Menteri Keuangan Purbaya Yudhi Sadewa dan Gubernur Jawa Barat Dedi Mulyadi (Kolase RMOL)
Pengamat politik dari UIN Syarif Hidayatullah, Adi Prayitno, menilai bahwa dinamika politik di Indonesia sering kali tidak bisa ditebak.
Ia menyebut bahwa faktor utama dalam penentuan calon presiden dan wakil presiden bukan semata popularitas, melainkan hasil dari kesepakatan elite politik.
“Jika diulas, banyak nama-nama yang dulu mungkin tidak pernah populer atau diperhitungkan, tapi kemudian tiba-tiba dijagokan untuk maju sebagai calon wakil presiden,” ujar Adi, lewat kanal Youtube miliknya dikutip Minggu, 2 November 2025.
Adi mencontohkan pasangan-pasangan presiden dan wakil presiden di masa lalu yang sempat mengejutkan publik.
“Dulu siapa yang membayangkan bahwa SBY ketika maju untuk kedua kalinya, calon wakil presidennya adalah Boediono. Keduanya sama-sama orang Jawa dan nasionalis. Padahal biasanya ada kombinasi Jawa dan non-Jawa, atau nasionalis dan Islam,” jelasnya.
Hal serupa juga terjadi pada periode kedua Presiden Joko Widodo. Menurut Adi, pemilihan KH Ma’ruf Amin sebagai wakil Jokowi pada Pilpres 2019 adalah keputusan yang tidak banyak diprediksi.
“Padahal dulu ada banyak nama populer seperti Mahfud MD yang dinilai punya kapasitas dan disukai publik. Tapi pada akhirnya, Jokowi memilih KH Ma’ruf Amin, sosok yang tidak pernah diperhitungkan dan bahkan elektabilitasnya tidak pernah muncul di radar survei,” ujarnya.
Dari contoh-contoh tersebut, Adi menyimpulkan bahwa keputusan politik di Indonesia kerap ditentukan oleh faktor elite, bukan sekadar tingkat keterkenalan atau hasil survei.
“Faktor determinannya adalah persoalan elite politik yang ada di negara kita, termasuk juga soal majunya calon wakil presiden,” jelasnya.
Adi juga menyinggung proses politik yang mengantarkan Gibran Rakabuming Raka menjadi calon wakil presiden pada 2024 lalu. Menurutnya, munculnya nama Gibran merupakan hasil dari kesepakatan elite yang tidak terlepas dari putusan Mahkamah Konstitusi yang kala itu menimbulkan kontroversi.

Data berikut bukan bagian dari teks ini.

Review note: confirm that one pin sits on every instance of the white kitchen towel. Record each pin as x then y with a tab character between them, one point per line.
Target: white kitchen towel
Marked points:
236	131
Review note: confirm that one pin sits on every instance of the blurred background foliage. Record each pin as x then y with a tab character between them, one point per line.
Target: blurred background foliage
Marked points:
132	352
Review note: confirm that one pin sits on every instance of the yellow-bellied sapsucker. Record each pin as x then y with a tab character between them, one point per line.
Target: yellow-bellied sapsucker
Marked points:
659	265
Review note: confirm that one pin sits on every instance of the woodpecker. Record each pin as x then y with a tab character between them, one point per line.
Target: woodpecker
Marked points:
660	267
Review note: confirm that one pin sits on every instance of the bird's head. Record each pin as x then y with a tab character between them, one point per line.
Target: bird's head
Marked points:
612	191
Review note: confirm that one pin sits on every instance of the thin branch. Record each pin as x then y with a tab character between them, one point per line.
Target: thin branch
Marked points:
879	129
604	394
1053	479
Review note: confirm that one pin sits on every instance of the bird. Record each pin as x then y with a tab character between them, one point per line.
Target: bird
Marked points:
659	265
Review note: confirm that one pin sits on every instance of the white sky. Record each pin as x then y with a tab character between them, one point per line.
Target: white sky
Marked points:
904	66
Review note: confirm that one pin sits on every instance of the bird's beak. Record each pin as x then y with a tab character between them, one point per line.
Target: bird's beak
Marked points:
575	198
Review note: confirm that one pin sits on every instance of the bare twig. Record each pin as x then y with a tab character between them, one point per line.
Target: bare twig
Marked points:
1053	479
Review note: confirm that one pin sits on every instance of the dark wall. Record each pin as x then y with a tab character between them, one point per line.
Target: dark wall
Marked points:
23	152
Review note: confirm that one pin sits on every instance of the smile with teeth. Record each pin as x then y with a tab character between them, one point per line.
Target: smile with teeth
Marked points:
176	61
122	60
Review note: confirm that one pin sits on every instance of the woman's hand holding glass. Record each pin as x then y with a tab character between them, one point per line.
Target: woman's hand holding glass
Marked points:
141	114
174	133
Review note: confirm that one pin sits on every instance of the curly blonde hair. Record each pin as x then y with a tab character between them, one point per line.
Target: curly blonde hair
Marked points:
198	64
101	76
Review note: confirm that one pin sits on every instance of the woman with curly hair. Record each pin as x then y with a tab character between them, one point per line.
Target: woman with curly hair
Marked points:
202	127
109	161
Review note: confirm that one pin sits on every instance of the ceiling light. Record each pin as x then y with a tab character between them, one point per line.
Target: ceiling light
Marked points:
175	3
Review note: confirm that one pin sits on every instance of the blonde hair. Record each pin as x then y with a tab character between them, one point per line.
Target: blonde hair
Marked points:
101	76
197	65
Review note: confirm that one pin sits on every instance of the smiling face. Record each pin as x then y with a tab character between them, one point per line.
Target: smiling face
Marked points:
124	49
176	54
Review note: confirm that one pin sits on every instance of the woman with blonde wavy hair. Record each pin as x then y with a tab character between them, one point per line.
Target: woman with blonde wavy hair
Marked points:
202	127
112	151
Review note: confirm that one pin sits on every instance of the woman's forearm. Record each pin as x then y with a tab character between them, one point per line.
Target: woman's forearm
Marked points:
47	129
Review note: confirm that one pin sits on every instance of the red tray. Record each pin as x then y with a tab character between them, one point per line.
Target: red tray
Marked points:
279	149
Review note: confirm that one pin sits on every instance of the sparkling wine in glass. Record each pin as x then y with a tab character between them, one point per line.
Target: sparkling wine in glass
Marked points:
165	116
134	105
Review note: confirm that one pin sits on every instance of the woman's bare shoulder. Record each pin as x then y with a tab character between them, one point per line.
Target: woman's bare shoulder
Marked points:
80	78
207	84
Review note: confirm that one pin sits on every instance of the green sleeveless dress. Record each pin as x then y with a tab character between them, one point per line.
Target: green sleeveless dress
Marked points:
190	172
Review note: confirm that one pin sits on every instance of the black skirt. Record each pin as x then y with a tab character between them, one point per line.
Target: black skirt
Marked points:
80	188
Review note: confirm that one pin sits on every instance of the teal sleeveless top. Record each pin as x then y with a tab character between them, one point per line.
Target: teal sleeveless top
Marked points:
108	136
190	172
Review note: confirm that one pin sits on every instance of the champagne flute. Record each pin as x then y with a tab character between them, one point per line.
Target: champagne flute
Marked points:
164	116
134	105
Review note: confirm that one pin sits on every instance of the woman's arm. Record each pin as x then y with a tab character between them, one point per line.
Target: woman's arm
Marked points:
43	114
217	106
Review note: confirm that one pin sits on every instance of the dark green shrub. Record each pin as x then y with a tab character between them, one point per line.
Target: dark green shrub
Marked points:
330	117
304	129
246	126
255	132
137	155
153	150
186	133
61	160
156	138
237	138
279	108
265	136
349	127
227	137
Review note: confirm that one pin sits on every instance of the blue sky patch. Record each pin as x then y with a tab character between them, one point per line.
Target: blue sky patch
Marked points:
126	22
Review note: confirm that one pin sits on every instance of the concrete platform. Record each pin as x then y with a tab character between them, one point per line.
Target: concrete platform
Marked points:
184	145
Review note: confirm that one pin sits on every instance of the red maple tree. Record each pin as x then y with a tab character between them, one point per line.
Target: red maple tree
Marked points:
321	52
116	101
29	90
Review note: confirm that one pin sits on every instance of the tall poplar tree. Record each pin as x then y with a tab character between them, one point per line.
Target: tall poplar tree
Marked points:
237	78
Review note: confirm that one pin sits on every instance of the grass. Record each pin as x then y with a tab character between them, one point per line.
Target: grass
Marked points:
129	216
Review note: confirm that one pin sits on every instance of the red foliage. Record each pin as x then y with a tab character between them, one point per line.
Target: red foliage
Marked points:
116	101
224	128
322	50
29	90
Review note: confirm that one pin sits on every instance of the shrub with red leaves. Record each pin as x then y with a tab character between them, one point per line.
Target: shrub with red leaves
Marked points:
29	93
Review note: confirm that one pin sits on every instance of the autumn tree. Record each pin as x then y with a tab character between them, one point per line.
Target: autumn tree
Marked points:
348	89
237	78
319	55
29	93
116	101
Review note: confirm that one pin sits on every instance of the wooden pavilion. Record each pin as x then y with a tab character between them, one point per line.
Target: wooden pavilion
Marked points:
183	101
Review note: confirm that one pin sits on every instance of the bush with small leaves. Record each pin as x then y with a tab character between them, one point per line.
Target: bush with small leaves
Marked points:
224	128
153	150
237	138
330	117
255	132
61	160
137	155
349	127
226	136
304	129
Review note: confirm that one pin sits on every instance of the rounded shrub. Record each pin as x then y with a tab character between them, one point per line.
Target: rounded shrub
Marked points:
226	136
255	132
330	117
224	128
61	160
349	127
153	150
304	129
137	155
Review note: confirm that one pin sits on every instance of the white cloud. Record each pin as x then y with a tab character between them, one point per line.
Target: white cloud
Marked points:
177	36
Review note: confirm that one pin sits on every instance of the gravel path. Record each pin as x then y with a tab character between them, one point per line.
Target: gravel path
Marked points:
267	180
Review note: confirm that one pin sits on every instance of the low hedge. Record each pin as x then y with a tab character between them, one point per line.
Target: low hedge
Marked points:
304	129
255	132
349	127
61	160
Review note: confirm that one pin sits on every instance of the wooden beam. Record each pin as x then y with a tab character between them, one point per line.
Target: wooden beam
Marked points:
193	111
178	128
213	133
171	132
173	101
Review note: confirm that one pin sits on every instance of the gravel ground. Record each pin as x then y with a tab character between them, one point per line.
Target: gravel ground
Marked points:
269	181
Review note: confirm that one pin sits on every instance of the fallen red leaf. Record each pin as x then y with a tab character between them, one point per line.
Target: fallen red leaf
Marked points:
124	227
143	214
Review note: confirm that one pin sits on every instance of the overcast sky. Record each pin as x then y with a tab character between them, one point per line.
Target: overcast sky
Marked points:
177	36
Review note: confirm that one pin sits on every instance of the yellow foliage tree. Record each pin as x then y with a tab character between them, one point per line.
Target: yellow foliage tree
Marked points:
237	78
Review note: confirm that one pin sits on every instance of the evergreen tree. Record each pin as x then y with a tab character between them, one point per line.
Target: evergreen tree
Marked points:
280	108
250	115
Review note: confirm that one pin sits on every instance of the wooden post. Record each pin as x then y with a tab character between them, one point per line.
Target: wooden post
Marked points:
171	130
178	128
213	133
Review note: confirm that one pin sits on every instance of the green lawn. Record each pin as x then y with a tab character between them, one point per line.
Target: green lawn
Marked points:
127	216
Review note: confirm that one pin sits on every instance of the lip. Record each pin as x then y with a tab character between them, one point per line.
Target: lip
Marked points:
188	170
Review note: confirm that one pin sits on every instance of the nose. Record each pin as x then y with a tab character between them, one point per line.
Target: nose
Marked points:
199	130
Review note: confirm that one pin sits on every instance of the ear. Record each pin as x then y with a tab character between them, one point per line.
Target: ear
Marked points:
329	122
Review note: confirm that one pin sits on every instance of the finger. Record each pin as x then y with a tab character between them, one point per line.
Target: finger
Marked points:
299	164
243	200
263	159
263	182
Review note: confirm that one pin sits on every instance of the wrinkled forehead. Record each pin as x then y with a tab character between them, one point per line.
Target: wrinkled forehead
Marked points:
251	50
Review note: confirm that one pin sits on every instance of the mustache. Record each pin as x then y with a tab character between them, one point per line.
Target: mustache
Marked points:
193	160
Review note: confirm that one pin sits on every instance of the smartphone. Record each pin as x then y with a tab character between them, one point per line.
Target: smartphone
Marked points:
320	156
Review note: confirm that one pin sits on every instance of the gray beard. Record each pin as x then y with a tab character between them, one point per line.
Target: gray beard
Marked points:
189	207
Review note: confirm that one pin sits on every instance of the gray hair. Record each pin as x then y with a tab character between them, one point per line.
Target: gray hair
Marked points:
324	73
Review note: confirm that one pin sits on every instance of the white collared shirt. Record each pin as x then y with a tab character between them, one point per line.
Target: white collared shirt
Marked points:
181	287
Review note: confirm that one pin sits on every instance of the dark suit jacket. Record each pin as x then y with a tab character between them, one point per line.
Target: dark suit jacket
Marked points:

“Nama-nama seperti Sandiaga Uno, Erick Thohir, atau Sri Mulyani saat itu sangat populer, tapi justru yang maju adalah Gibran yang sebelumnya tidak pernah masuk radar survei,” katanya.
Adi menegaskan, popularitas atau elektabilitas bukan jaminan untuk bisa maju dalam kontestasi politik.
“Bekal populer, disukai, dan seterusnya itu tidak menjamin apapun untuk bisa maju, sekalipun hanya sebatas calon wakil presiden,” tegasnya.
Lebih jauh, Direktur Parameter Politik Indonesia itu menyoroti cepatnya perubahan preferensi publik terhadap tokoh-tokoh politik di tanah air.
“Di Indonesia memang gampang memvonis hitam putihnya seseorang. Cepat suka, tapi juga cepat benci,” ujarnya.
Ia mencontohkan fenomena pergeseran perhatian publik terhadap figur-figur politik baru. Beberapa bulan lalu, Dedi Mulyadi sempat digadang-gadang maju di 2029 sebagai calon wakil presiden karena viral dan ekspos politik yang luar biasa.
"Tapi tak lama kemudian muncul nama Purbaya. Baru dua bulan menjabat Menteri Keuangan, kesukaan publik kepada Dedi mulai berkurang dan beralih kepada Purbaya,” ungkapnya.
Adi menutup dengan catatan bahwa perubahan opini publik di Indonesia sangat dinamis.
“Sebelumnya muncul nama Anies Baswedan, Ganjar Pranowo, Gibran Rakabuming Raka, dan AHY. Tapi hari ini, seakan jarum jam berubah total dan semua orang terfokus pada Purbaya Yudhi Sadewa,” pungkasnya.